The director of the festival, Martin Engstroem, asked Kissin if he would recite some poetry one evening. He agreed, as long as others would take part.
“So [opera singer] Kiri Te Kanawa, [Israel Philharmonic conductor] Zubin Mehta, and [fellow pianist] Itamar Golan all agreed,” says Kissin. “But then Zubin’s father died, so he left the festival altogether, and Kiri got scared. So it was just [Itamar] and me.”
It was a great success: Kissin gave the 100-strong audience a number of Russian and Yiddish poems, with translations in French and English. Some years later he did the same thing with the actor Gerard Depardieu at the Montpellier Festival in France.
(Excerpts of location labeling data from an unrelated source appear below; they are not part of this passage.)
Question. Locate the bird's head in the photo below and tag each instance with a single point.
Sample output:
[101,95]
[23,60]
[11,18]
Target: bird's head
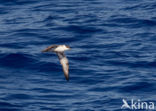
[67,47]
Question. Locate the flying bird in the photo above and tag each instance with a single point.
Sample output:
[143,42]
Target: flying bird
[59,50]
[125,105]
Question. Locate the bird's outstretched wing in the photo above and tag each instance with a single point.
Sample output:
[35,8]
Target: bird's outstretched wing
[64,63]
[49,48]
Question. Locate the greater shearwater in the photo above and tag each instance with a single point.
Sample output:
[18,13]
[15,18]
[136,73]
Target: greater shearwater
[59,50]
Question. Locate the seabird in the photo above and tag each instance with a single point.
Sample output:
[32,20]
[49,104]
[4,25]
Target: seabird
[59,50]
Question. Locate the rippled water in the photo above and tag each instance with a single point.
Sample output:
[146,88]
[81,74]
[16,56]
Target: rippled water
[113,54]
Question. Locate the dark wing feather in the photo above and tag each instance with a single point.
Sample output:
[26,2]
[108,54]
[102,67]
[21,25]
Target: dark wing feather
[64,63]
[49,48]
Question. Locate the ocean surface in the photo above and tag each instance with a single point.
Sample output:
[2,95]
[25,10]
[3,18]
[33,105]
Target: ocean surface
[113,55]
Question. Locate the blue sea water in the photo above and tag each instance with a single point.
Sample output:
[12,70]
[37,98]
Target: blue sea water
[113,54]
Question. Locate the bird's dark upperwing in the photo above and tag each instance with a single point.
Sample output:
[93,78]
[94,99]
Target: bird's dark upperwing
[49,48]
[64,63]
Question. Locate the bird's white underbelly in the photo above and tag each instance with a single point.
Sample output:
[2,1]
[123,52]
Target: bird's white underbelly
[60,49]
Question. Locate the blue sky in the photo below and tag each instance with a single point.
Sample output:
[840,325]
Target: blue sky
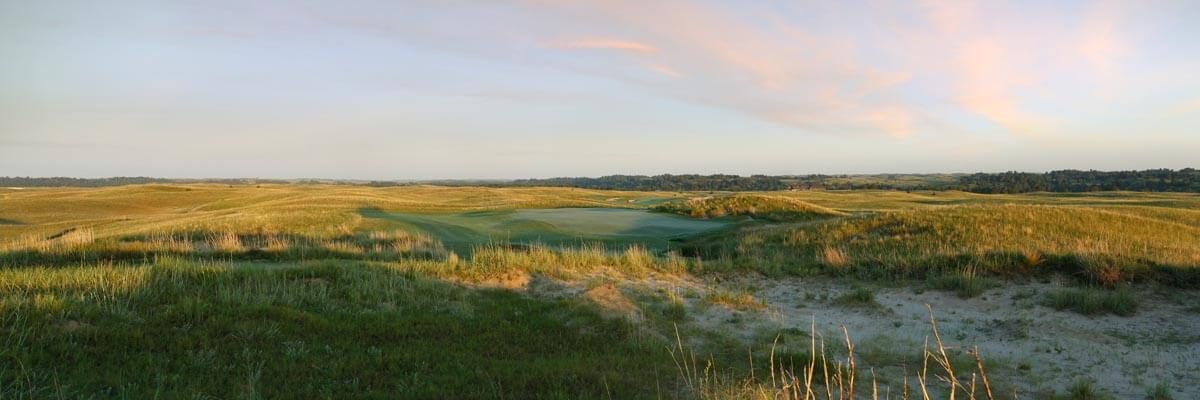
[515,89]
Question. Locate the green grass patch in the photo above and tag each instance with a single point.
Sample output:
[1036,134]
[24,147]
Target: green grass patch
[964,285]
[178,329]
[558,227]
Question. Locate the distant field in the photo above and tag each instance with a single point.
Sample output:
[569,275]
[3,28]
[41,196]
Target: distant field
[240,291]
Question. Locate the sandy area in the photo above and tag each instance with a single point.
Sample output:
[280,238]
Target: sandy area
[1030,348]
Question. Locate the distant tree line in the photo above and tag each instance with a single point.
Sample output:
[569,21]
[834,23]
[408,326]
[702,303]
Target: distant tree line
[1071,180]
[1067,180]
[664,183]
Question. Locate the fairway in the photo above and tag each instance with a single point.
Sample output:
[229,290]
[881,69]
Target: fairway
[555,226]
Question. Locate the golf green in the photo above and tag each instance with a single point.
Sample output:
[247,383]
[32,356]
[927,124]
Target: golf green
[558,226]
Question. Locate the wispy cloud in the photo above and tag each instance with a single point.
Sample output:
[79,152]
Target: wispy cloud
[606,43]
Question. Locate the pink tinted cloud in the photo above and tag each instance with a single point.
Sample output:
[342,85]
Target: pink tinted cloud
[779,73]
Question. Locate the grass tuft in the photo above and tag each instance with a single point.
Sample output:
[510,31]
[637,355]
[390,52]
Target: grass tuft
[1093,302]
At the time Kissin was only giving readings of poems by other writers. But he became close friends with Boris Sandler, the legendary Yiddish editor of the Forverts, the New York-based Yiddish language newspaper. Sandler, a former musician, mentored Kissin when he began to write in Yiddish, going so far as to create a special blog for him on the Forverts website. “Boris edits my prose writing much more than my poems,” Kissin admits. “Some of my poems he leaves intact.”
Kissin has played all over the world, and has a full schedule for at least the next five years. But he retains a special amused affection for the Israel Philharmonic, with whose members he has played many times. The orchestra members make him laugh because of their tendency to argue with conductor Zubin Mehta.
Kissin recalls a rehearsal in which the first cellist told Mehta, “We were with you… you slowed down, so we slowed down.” An amused Kissin says that back in the day a Soviet cellist who would have had the temerity to argue with the conductor would have been thrown out, no question.
But he adds that he appreciates the arguing. “It is very Jewish and it makes me happy — because of the realization that dictatorships cannot work for us.”